The Caisse populaire de Caraquet was the first to issue a cheque, in 1950. The Union coopérative acadienne was founded in 1955 (it later became the Conseil acadien de la coopération, in 1980). A new headquarters was inaugurated in Caraquet in 1955. Term deposits were first offered in 1965. The Fédération adopted its first logo in 1973.
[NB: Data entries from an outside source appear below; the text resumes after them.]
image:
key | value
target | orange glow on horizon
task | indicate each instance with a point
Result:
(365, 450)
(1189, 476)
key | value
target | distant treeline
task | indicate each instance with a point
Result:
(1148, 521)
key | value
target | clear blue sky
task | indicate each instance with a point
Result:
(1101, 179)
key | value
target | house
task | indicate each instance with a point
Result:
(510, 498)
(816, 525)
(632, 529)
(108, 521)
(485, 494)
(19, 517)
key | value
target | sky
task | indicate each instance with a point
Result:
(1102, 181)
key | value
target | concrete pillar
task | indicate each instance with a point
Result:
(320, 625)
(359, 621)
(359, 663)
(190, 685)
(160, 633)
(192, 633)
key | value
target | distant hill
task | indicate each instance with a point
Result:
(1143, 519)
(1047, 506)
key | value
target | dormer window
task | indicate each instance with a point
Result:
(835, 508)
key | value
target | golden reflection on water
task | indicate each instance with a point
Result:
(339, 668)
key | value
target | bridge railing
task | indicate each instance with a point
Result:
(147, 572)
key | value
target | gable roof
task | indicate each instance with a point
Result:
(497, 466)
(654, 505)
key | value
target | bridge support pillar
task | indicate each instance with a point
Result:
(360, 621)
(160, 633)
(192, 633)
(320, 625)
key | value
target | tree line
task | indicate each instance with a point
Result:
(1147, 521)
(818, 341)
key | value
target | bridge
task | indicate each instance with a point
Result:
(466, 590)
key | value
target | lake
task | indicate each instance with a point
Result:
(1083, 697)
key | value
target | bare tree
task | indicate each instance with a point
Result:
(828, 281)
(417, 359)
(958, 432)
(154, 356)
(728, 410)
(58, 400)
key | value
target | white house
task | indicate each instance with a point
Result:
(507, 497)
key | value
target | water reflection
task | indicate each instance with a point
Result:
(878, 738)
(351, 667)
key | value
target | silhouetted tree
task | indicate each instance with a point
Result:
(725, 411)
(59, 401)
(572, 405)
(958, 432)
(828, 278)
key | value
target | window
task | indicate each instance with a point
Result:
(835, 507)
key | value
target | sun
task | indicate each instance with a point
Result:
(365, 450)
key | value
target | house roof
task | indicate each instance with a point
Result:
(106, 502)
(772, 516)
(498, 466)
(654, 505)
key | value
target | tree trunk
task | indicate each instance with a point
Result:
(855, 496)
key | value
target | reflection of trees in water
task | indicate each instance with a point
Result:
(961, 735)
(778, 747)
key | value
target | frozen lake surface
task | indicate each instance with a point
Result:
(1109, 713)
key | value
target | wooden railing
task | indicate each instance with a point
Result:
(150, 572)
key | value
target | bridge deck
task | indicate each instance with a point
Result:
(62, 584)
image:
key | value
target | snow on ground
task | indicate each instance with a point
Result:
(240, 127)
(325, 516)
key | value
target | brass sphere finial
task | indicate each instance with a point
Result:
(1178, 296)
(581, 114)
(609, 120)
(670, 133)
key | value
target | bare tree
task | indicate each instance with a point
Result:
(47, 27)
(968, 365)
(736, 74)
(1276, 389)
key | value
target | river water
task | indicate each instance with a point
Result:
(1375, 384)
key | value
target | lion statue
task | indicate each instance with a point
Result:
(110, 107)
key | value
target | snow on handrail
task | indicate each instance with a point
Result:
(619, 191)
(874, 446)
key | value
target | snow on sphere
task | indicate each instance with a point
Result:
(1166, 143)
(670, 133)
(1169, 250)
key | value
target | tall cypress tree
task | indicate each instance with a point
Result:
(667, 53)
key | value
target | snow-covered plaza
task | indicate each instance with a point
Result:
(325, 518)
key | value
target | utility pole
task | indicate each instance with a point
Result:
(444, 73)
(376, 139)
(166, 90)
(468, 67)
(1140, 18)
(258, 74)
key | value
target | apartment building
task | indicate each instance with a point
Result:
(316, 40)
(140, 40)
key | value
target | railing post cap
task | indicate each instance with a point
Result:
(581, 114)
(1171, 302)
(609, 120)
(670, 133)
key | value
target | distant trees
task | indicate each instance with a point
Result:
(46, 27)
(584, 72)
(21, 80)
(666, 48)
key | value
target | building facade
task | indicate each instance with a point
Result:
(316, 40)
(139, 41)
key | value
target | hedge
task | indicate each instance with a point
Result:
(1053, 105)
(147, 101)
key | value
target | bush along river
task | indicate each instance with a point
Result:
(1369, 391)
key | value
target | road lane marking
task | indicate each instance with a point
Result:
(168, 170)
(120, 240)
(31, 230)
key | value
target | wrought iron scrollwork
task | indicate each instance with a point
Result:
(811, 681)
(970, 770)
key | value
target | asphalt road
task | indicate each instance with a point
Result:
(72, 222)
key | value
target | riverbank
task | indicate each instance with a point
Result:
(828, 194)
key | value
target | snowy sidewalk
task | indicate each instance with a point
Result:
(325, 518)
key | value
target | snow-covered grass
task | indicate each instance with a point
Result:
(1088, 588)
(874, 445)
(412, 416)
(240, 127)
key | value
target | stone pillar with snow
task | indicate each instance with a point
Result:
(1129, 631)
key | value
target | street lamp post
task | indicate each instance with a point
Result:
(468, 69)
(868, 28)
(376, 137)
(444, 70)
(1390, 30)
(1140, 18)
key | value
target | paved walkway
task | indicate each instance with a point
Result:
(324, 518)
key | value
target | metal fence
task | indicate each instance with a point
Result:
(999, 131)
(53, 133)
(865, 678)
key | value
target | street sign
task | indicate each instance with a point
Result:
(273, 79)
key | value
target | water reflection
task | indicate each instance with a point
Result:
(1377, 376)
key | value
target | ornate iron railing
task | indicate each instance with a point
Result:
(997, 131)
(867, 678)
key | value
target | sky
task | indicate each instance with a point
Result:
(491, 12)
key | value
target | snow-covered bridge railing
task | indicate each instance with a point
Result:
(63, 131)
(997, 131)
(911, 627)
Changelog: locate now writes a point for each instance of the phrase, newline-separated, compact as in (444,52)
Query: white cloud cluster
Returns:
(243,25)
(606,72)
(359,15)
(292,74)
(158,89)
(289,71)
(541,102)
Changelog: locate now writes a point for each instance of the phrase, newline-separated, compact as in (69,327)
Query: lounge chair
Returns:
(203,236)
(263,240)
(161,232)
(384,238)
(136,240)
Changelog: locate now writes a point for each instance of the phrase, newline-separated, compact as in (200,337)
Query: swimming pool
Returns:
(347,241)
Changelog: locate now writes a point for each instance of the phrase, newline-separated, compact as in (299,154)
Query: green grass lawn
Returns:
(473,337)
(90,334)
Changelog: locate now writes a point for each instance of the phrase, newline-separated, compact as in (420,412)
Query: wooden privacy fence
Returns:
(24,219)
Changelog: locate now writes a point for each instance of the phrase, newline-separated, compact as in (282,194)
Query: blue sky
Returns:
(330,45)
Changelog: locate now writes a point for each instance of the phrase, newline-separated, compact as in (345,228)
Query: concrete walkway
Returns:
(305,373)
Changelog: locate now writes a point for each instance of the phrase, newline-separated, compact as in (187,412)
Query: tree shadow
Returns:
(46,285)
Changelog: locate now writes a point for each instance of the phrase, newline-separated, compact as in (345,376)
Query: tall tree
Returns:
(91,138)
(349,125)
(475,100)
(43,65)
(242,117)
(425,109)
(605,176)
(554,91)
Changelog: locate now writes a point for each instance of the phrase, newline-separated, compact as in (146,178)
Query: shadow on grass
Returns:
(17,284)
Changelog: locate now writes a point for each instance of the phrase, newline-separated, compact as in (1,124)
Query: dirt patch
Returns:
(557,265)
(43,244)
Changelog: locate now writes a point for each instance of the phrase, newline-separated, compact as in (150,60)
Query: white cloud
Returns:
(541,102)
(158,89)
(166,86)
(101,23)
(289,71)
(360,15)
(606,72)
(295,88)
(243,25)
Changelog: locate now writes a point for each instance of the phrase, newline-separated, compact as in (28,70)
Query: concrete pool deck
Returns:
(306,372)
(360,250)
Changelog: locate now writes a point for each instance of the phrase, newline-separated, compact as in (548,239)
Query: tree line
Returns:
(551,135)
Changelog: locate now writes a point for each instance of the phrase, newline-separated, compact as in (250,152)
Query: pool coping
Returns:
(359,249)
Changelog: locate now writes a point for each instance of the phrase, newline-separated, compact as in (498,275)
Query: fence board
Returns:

Cooperation with Les Caisses Desjardins became closer, beginning in 1966 when the latter began assisting with staff training and accounting management was harmonized. The Services Unis de Vérification et d’Inspection were established in 1974. Cooperation subsequently intensified. An electronic caisse operation system (COS) was designed in 1976, and the caisse in Lamèque became the first to adopt this system the following year. The Caisses populaires acadiennes joined the Caisses Desjardins network, becoming associate members of Caisse centrale Desjardins in 1981. The Office de stabilisation de la Fédération des Caisses populaires acadiennes ltée was established in 1978. In 1986, the debit card La Populaire was introduced when the first automated teller machine (ATM) was installed in Edmundston and the Fédération joined the Interac network. Cooperation with the Mouvement Desjardins culminated in 1990 with the signing of a first affiliation agreement.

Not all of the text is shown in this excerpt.